Grant success for CRADLE Fellow to fund world-first study
26 November 2018
Hot on the heels of a Vice-Chancellor’s Award for her work in developing contract cheating awareness and detection strategies, CRADLE Fellow A/Prof. Wendy Sutherland-Smith – together with Dr Penelope Pitt of the Deakin University Student Association (DUSA) – has been awarded a joint Coventry University (UK) and Deakin University grant to further her research into contract cheating.
Bringing together various areas of research expertise, the study will investigate the student experience of contract cheating allegations in partnership with student unions at both Coventry and Deakin. By exploring the decision-making processes behind contract cheating with students who have been through the formal allegation process, the study aims to discover what factors contribute to students’ actions, as well as any interventions that might have prevented them from taking this path. The study will examine what student bodies can do to assist each institution to better educate students about contract cheating and its consequences and, more broadly, how institutions can enhance support so that students ultimately avoid contract cheating.
“To our knowledge, this is the first study of its kind in the world,” says Wendy. “There haven’t been any previous studies where university staff have partnered with student unions to examine students’ experiences of the contract cheating allegation process. Such knowledge is critical to institutional understandings of how to leverage existing resources to better support students’ ethical learning and integrity choices.”

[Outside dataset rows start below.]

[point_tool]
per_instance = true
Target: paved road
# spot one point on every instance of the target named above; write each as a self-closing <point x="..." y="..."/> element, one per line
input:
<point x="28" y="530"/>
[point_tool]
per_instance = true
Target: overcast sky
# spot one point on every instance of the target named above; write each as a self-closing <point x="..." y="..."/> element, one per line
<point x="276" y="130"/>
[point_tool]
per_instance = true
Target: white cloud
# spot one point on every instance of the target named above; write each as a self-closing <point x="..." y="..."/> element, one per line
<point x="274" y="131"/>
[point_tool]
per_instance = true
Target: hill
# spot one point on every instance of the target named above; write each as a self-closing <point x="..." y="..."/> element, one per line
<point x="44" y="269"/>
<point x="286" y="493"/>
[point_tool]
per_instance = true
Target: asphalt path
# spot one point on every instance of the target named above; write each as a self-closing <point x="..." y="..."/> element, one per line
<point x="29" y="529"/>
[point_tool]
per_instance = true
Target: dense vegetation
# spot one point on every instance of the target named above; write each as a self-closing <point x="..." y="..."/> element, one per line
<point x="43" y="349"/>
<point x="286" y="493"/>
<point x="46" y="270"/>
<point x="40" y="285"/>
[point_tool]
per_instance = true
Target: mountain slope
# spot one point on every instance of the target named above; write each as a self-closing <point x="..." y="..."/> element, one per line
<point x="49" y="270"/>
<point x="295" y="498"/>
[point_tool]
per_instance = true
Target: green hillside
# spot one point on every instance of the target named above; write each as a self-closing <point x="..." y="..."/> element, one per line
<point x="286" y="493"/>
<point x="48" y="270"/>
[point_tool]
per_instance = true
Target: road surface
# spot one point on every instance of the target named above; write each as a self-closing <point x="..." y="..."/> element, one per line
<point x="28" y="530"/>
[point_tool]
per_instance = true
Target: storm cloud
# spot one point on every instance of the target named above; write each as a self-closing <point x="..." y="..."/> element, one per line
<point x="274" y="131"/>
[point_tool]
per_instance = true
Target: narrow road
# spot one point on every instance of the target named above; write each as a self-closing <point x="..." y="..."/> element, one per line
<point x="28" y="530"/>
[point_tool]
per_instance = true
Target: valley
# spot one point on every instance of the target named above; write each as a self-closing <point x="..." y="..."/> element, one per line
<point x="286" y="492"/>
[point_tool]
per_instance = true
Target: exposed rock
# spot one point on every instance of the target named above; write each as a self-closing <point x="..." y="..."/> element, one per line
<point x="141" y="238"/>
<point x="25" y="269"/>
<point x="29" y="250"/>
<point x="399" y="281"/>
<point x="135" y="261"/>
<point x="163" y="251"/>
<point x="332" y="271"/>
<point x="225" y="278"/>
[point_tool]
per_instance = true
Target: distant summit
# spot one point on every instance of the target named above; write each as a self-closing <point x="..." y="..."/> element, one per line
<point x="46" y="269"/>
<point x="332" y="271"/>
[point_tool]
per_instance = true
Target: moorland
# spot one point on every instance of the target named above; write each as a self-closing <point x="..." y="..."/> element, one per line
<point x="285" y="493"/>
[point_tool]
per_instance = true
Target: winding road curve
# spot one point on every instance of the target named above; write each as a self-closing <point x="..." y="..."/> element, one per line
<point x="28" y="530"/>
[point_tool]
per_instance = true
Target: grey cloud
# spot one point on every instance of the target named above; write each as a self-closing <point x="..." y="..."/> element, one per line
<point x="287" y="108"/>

This project builds on Wendy’s CRADLE research in the area of contract cheating, beginning in 2016 with a project exploring student advocates’ perceptions of contract cheating (conducted with CRADLE’s A/Prof. Phillip Dawson and Dr Helen Walker). Since that time, Wendy and Phill have undertaken two further empirical research projects around markers’ abilities to detect contract cheating (both published in Assessment & Evaluation in Higher Education – see below for more information), and continue their contract cheating research into technological responses to identifying contract-cheated work.
Dawson, P. and Sutherland-Smith, W. (2018). Can markers detect contract cheating? Results from a pilot study. Assessment & Evaluation in Higher Education, 43(2), 286-293.
Dawson, P. and Sutherland-Smith, W. (2018). Can training improve marker accuracy at detecting contract cheating? A multi-disciplinary pre-post study. Assessment & Evaluation in Higher Education.